Created 07-22-2020 01:11 PM
Hi, I need to add new hosts to an existing cluster using Ambari but the new hosts have more disks than the old nodes that I want to add to the HDFS (old nodes have /data/disk1& /data/disk2 while new nodes have/data/disk1, /data/disk2, /data/disk3 & /data/disk4). How can I add those disks after adding the nodes? can I just update dfs.datanode.data.dir?
Created 08-06-2020 07:49 AM
I finally found the correct way to do that. I used Ambari to create a new configuration group that includes the new hosts only, and then I added the extra disks paths to the dfs.datanode.data.dir parameter in the new configuration group only. That will integrate the extra disk on the new nodes only into the HDFS. Older nodes will not be impacted by the change in the parameter.
Created 07-23-2020 01:52 AM
I am not a 100% sure but i dont think you can add more disks for new machines. HDFS does a round robin writes on all disk, hence you have to either have the same no. of disks or increase the disks on the existing data nodes. Then you update dfs.datanode.data.dir accordingly.
Created 07-27-2020 02:51 AM
@SagarKanani Thank you for your reply.
Referring to the documentation, I found the following:
dfs.datanode.data.dir
Determines where on the local filesystem a DFS data node should store its blocks. If this is a comma-delimited list of directories, then data is stored in all named directories, typically on different devices. Directories that do not exist are ignored. Heterogeneous storage allows specifying that each directory resides on a different type of storage: DISK, SSD, ARCHIVE, or RAM_DISK.
I think that means paths /data/disk3 & /data/disk4 will be ignored on old nodes, right?
Have anyone tried this scenario before?
Created on 07-28-2020 11:39 PM - edited 07-28-2020 11:39 PM
Ahh ok...didnt check the documentation my bad. But, the question still lies if it will ignore the directory on all nodes or only old nodes. I am interested how this turns out. Maybe you can do a quick trial? I dont have a dev environment to try at the moment.

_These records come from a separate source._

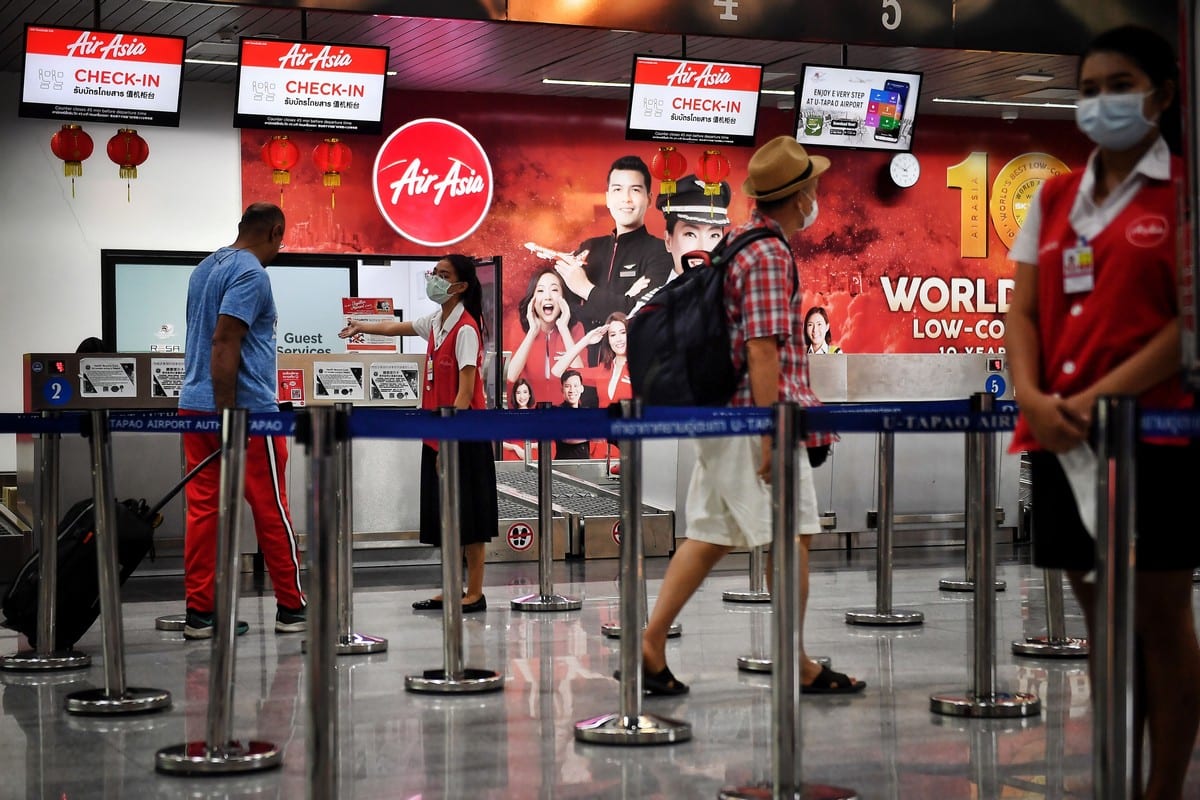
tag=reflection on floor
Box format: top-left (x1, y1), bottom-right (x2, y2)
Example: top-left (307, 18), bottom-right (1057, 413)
top-left (2, 550), bottom-right (1198, 799)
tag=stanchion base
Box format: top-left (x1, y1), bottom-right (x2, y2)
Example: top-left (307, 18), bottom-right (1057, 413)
top-left (0, 649), bottom-right (91, 672)
top-left (929, 691), bottom-right (1041, 718)
top-left (405, 667), bottom-right (504, 694)
top-left (1011, 636), bottom-right (1089, 659)
top-left (574, 712), bottom-right (691, 745)
top-left (301, 632), bottom-right (390, 655)
top-left (722, 590), bottom-right (771, 603)
top-left (844, 609), bottom-right (924, 626)
top-left (511, 593), bottom-right (583, 612)
top-left (155, 740), bottom-right (283, 775)
top-left (155, 613), bottom-right (186, 632)
top-left (938, 579), bottom-right (1006, 592)
top-left (735, 655), bottom-right (831, 674)
top-left (601, 622), bottom-right (682, 639)
top-left (719, 782), bottom-right (860, 799)
top-left (65, 686), bottom-right (171, 716)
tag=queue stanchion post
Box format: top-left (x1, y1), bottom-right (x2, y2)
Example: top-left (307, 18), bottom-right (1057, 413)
top-left (407, 407), bottom-right (503, 694)
top-left (722, 403), bottom-right (857, 800)
top-left (156, 408), bottom-right (281, 774)
top-left (575, 398), bottom-right (690, 746)
top-left (325, 403), bottom-right (386, 654)
top-left (65, 410), bottom-right (171, 715)
top-left (931, 393), bottom-right (1039, 719)
top-left (723, 546), bottom-right (771, 603)
top-left (512, 403), bottom-right (581, 612)
top-left (1093, 396), bottom-right (1137, 800)
top-left (940, 413), bottom-right (1005, 594)
top-left (846, 430), bottom-right (924, 626)
top-left (1011, 568), bottom-right (1088, 658)
top-left (1, 411), bottom-right (91, 672)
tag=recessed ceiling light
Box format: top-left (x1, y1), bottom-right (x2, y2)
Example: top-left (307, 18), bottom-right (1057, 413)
top-left (932, 97), bottom-right (1076, 109)
top-left (184, 57), bottom-right (237, 67)
top-left (1015, 71), bottom-right (1055, 82)
top-left (542, 78), bottom-right (792, 96)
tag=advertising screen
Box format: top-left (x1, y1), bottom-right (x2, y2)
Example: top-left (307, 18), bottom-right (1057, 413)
top-left (20, 24), bottom-right (185, 126)
top-left (234, 37), bottom-right (389, 134)
top-left (795, 64), bottom-right (923, 152)
top-left (626, 55), bottom-right (762, 147)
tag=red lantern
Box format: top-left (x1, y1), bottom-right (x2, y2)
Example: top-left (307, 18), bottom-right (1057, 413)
top-left (648, 146), bottom-right (687, 198)
top-left (312, 138), bottom-right (353, 208)
top-left (50, 124), bottom-right (94, 198)
top-left (262, 135), bottom-right (300, 207)
top-left (696, 149), bottom-right (731, 196)
top-left (106, 129), bottom-right (150, 202)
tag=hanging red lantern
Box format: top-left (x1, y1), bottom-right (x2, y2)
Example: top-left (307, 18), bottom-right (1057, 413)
top-left (262, 135), bottom-right (300, 207)
top-left (106, 129), bottom-right (150, 202)
top-left (696, 149), bottom-right (732, 196)
top-left (50, 124), bottom-right (94, 198)
top-left (648, 146), bottom-right (687, 198)
top-left (311, 138), bottom-right (353, 209)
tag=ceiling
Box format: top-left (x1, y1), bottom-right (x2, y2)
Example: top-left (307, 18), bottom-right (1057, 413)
top-left (2, 0), bottom-right (1082, 120)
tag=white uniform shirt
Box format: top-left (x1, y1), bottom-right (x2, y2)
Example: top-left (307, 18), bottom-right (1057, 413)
top-left (411, 304), bottom-right (480, 369)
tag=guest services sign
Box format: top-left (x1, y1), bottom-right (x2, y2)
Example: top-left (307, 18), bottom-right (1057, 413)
top-left (372, 118), bottom-right (494, 247)
top-left (234, 38), bottom-right (389, 134)
top-left (20, 25), bottom-right (185, 126)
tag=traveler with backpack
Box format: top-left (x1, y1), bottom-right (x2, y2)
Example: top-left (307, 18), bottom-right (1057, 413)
top-left (638, 137), bottom-right (864, 696)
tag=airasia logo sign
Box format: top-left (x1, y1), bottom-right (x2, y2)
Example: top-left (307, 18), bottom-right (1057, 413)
top-left (1126, 214), bottom-right (1168, 248)
top-left (372, 118), bottom-right (493, 247)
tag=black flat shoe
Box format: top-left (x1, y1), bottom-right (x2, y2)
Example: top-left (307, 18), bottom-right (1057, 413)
top-left (462, 595), bottom-right (487, 613)
top-left (612, 665), bottom-right (690, 696)
top-left (412, 597), bottom-right (443, 611)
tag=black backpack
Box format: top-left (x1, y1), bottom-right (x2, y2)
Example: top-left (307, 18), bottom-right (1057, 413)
top-left (628, 226), bottom-right (789, 406)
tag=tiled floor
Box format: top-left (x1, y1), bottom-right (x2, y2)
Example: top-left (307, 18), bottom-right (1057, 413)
top-left (1, 550), bottom-right (1197, 799)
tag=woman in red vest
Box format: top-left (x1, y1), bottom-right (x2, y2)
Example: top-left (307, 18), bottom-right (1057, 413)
top-left (340, 255), bottom-right (498, 613)
top-left (1006, 26), bottom-right (1199, 798)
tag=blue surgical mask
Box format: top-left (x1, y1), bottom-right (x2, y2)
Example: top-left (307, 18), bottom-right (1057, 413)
top-left (801, 196), bottom-right (819, 231)
top-left (425, 273), bottom-right (454, 305)
top-left (1075, 91), bottom-right (1158, 151)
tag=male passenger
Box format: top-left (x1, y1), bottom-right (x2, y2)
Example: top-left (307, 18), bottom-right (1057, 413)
top-left (178, 202), bottom-right (307, 639)
top-left (639, 138), bottom-right (863, 695)
top-left (554, 155), bottom-right (674, 328)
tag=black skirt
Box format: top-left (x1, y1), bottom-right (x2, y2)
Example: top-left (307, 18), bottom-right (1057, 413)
top-left (419, 443), bottom-right (499, 547)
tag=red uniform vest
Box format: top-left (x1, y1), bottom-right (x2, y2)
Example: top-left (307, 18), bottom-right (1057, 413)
top-left (1011, 158), bottom-right (1191, 451)
top-left (422, 310), bottom-right (485, 449)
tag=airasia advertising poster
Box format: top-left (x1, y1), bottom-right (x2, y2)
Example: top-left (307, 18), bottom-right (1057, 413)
top-left (240, 90), bottom-right (1092, 382)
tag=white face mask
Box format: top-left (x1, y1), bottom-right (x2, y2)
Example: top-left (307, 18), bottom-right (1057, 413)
top-left (425, 273), bottom-right (454, 305)
top-left (1075, 90), bottom-right (1158, 151)
top-left (800, 196), bottom-right (819, 231)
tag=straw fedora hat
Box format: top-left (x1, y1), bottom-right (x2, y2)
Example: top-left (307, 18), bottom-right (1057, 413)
top-left (742, 136), bottom-right (831, 202)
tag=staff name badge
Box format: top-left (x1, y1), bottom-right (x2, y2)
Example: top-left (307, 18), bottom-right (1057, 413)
top-left (1062, 241), bottom-right (1094, 294)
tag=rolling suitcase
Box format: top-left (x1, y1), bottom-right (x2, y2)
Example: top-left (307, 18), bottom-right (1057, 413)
top-left (1, 448), bottom-right (220, 649)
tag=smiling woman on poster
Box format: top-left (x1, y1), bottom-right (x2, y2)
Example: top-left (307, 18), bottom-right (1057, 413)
top-left (804, 306), bottom-right (842, 354)
top-left (505, 268), bottom-right (585, 403)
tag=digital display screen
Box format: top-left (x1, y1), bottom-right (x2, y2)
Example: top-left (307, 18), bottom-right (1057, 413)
top-left (795, 64), bottom-right (923, 152)
top-left (626, 55), bottom-right (762, 147)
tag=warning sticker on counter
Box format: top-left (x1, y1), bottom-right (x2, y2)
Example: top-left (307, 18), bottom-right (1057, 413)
top-left (369, 362), bottom-right (419, 401)
top-left (278, 368), bottom-right (306, 406)
top-left (313, 363), bottom-right (364, 400)
top-left (80, 357), bottom-right (137, 398)
top-left (150, 358), bottom-right (185, 398)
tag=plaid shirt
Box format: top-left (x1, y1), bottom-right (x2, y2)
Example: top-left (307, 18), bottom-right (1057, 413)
top-left (724, 209), bottom-right (832, 448)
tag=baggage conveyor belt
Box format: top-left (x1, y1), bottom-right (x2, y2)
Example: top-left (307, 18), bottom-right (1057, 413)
top-left (495, 464), bottom-right (674, 558)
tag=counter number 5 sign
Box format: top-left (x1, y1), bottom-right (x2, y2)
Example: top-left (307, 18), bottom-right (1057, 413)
top-left (882, 0), bottom-right (902, 30)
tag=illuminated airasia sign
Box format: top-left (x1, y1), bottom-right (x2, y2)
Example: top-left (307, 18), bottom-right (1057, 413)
top-left (372, 118), bottom-right (494, 247)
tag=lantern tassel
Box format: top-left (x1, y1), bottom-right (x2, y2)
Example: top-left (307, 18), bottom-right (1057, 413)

Created 08-06-2020 07:49 AM
I finally found the correct way to do that. I used Ambari to create a new configuration group that includes the new hosts only, and then I added the extra disks paths to the dfs.datanode.data.dir parameter in the new configuration group only. That will integrate the extra disk on the new nodes only into the HDFS. Older nodes will not be impacted by the change in the parameter.